Many enzymes and other molecules are secreted from cells into the extracellular matrix. Once outside the cells, the enzymes play important roles in directing cell movements, forming bodily tissues and supplying vital immune responses.

Now, thanks to the advent of nanostructured materials, researchers can monitor these important processes in real time. Kris Kilian, Justin Gooding and co-workers1 at the University of New South Wales in Sydney, Australia, have used a photonic crystal to monitor enzyme secretion from living cells for the first time.

Fig. 1: Scanning electron microscopy images of a photonic crystal film with pores containing gelatin (left), and a photonic crystal covered with macrophage cells (right). Enzymes secreted from the cells digest gelatin in the crystal pores, changing the optical properties of the crystal.Copyright © Justin Gooding 2009

The researchers developed silicon-crystal films containing thousands of pores just 50 nanometers in diameter. They modified the crystals by adding several biomolecules including gelatin, which fills the entire volume of the pores (Fig. 1, left). The idea behind this design is that enzymes will digest the gelatin, changing the refractive index of the crystal.

The researchers tested their sensors by placing live white blood cells called macrophages on the crystals (Fig. 1, right). They added chemicals known to induce an immune response, whereby the macrophages secrete enzymes called matrix metalloproteases (MMPs).

After one hour, the crystal showed a clear shift in reflectivity caused by the MMPs. This accurate method for sensing MMPs is an important breakthrough because MMPs are believed to contribute to wound healing and tissue growth.

This enzyme-sensing technique is far more sensitive than previous photonic sensors because the gelatin fills the entire pores, not just the pore walls. In fact, the researchers managed to detect just one picogram (one trillionth of a gram) of protease.

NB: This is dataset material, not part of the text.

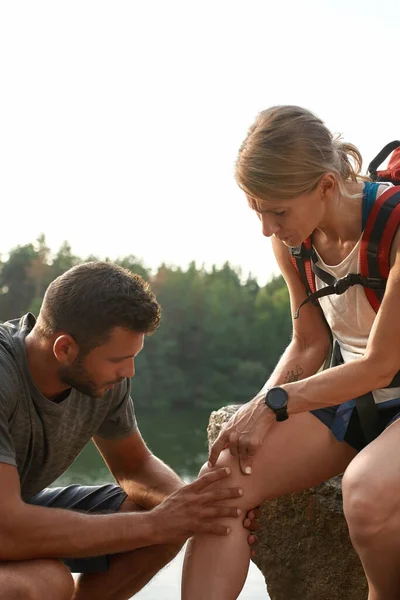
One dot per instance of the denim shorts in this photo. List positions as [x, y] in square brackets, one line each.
[84, 498]
[344, 422]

“The main benefit of this work is the ease with which [we can monitor] extracellular signaling in real-time cell culture,” says Gooding. “Cell biologists have not had this capability previously.”

What’s more, Gooding believes the technology could soon be tailored for use in living animals, not just cell cultures. “The films can be fabricated from microns to centimeters depending on the application,” he says. “In fact we have engineered the nanostructure such that the optical response lies within the so-called ‘tissue window’ which will allow non-invasive monitoring through tissue. We believe this approach will make an impact in drug discovery, cancer research, inflammation research and studies of cell migration, proliferation and differentiation.”